Haciendo un recorrido en una altiplanicie hermosa, que se extiende desde la Cumbre Vieja hasta el remanso de las azules aguas del mar, llegamos a Mazo. Tiene una superficie de 71,17 kilómetros cuadrados y una altitud de 500 metros. Su población, muy temperamental a las pendientes laderas adaptadas al clima húmedo aportado por el alisio de montañas, en donde abunda la vegetación mezclada con el paisaje volcánico formado de erupciones históricas.
Sus tierras fueron habitadas por los aborígenes antes de la conquista. En los primeros tiempos se le nombró alcalde pedáneo y alguacil ejecutor, constituyendo los habitantes un pósito de granos.
“Desde 1495 se tiene constancia de la edificación de una pequeña ermita dedicada a San Blas, en terreno cedido al efecto por Martín Camacho y otros conquistadores. Según Millares Torres, se la erigió parroquia en 1571, aunque el sagrario no se instaló hasta los primeros años del siglo siguiente, cuando los vecinos cumplieron su promesa de dotar al templo de lo preciso para tenerlo.

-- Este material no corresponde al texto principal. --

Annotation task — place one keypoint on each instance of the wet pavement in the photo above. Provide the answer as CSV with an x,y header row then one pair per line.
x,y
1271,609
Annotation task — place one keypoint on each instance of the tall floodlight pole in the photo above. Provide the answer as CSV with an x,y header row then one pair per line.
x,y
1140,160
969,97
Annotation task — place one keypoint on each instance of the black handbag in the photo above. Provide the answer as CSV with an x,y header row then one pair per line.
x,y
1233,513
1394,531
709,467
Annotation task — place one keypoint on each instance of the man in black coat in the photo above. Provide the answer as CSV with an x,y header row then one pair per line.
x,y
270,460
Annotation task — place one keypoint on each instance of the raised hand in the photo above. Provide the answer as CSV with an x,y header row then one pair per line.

Por la Constitución de 1812 se constituyó en municipio independiente, ocupando en sus inicios una vasta superficie, reducida al segregarse de él Fuencaliente, en febrero de 1837.
Las viviendas se encuentran dispersas a lo largo de la zona de medianías. En cuanto a la cultura popular: “Variada es la producción artesanal mazuquera, donde destacan los bordados, encajes, traperas, tejidos de lana, cestería, trabajos de madera… Se incluyen las cuidadas reproducciones de piezas cerámicas de los auaritas, o aborígenes palmeros.
Producto de sus campos, de parras que crecen entre cenizas volcánicas, son los apreciados vinos tintos, de buen cuerpo” (*).
Este museo floral erigido al aire libre, conjugando el sabio conocimiento de la flora local, la denodada labor artesana, la gran plasticidad que alcanza el éxtasis sorprendente de lo inesperado y la virtud para enlazar la esencia estacional al cristianismo, constituye el centro espiritual de las generaciones.
Con la mirada puesta en el esfuerzo sin límite, merece la pena andar el sendero, que no defrauda y ayuda a seguir disfrutando del néctar, fuente de inspiración. La fragancia de las flores, el silencio de la brisa, el deambular de la campiña, el trasiego de la bruma y la armonía humana nos invita a volver a la próxima vez, cuando se vuelve a tomar aliento en la perseverancia y sacrificio con que se vence a toda adversidad, para hacer realidad el objetivo marcado.
(*) (MUNICIPIOS CANARIOS. GEOGRAFÍA, HISTORIA Y COSTUMBRES. CANARIAS 7).